Un lanceur d’alerte centrafricain se bat pour son asile en France

  • Sa demande d'asile en France a été refusée, le journaliste continue de se cacher en France avec ses proches en attendant la décision du recours qu'il a déposé.

ce qu’il faut retenir Ephrem Yalike-Ngonzo, journaliste centrafricain, a vu sa demande d’asile en France rejetée malgré son statut de lanceur d’alerte. Il avait pourtant obtenu un laissez-passer grâce à l’intervention des autorités françaises.

Ephrem Yalike-Ngonzo, un journaliste originaire de Centrafrique, a découvert un système de désinformation orchestré par le groupe Wagner. Ses révélations ont permis de mettre en lumière les méthodes de propagande russe en Afrique. Arrivé en France en 2024, il bénéficiait d’un laissez-passer pour y résider. Pourtant, sa demande d’asile a été refusée, ce qui a scandalisé son avocat, qualifiant cette décision d’« signal extrêmement négatif » pour ceux qui luttent contre les manipulations russes.

Un parcours marqué par la menace et l’exil

Dès 2019, Ephrem Yalike-Ngonzo a été approché pour diffuser des articles favorables à l’armée centrafricaine et à ses alliés russes. Il recevait entre 15 et 30 euros par publication, une somme représentant une partie importante de son salaire. En 2024, il a collaboré à une enquête internationale sur les opérations d’influence de la Russie en Afrique. Ses révélations ont contribué à l’adoption de sanctions européennes contre Mikhaïl Prudnikov, figure clé de la propagande moscovite en Centrafrique.
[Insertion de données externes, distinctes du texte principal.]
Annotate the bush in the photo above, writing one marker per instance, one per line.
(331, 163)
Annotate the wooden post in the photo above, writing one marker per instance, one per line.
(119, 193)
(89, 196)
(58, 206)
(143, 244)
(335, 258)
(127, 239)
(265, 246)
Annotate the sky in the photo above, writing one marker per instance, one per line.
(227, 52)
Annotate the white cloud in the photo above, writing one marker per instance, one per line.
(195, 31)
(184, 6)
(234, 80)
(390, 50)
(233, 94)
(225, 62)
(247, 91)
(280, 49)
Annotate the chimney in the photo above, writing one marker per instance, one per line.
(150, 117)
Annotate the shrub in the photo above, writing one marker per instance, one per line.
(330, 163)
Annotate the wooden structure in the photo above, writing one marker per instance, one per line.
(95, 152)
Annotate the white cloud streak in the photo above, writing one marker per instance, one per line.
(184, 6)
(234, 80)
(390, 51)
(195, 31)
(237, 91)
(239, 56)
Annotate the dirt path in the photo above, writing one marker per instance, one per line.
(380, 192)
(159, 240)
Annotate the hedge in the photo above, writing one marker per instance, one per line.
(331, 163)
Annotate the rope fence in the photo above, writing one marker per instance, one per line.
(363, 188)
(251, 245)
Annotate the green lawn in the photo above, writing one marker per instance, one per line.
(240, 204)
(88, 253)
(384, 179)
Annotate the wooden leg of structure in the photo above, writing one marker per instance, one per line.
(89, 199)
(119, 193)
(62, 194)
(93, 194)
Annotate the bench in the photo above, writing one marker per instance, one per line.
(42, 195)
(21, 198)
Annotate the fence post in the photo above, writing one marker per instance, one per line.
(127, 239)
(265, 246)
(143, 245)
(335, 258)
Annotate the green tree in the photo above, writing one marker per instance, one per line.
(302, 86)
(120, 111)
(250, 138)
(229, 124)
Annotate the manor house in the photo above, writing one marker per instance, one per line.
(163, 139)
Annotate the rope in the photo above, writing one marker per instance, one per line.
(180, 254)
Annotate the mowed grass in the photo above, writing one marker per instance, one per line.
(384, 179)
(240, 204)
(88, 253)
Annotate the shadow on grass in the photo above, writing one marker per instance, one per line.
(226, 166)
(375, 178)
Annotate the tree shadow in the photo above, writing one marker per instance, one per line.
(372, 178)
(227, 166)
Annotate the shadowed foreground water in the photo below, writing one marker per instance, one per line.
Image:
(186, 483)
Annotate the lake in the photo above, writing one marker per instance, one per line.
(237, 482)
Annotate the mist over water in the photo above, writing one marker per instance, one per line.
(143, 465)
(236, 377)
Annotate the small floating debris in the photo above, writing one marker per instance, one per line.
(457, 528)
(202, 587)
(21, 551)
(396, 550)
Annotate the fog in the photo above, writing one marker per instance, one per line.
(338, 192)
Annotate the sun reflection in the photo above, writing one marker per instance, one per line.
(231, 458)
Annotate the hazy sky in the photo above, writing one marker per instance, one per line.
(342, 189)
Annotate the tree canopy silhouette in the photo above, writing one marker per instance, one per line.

Menacé de mort par Wagner, il a dû quitter précipitamment son pays. Depuis, sa famille reste sous pression en Centrafrique : ses proches sont régulièrement interrogés pour traquer sa localisation.

Un recours en cours pour obtenir une protection

Un recours a été déposé ce jeudi 9 juillet devant la Cour nationale du droit d’asile. La procédure pourrait s’étendre sur plusieurs mois, voire un an. En attendant, Ephrem Yalike-Ngonzo et sa famille restent cachés en France, dans l’attente d’une décision qui pourrait sceller leur avenir.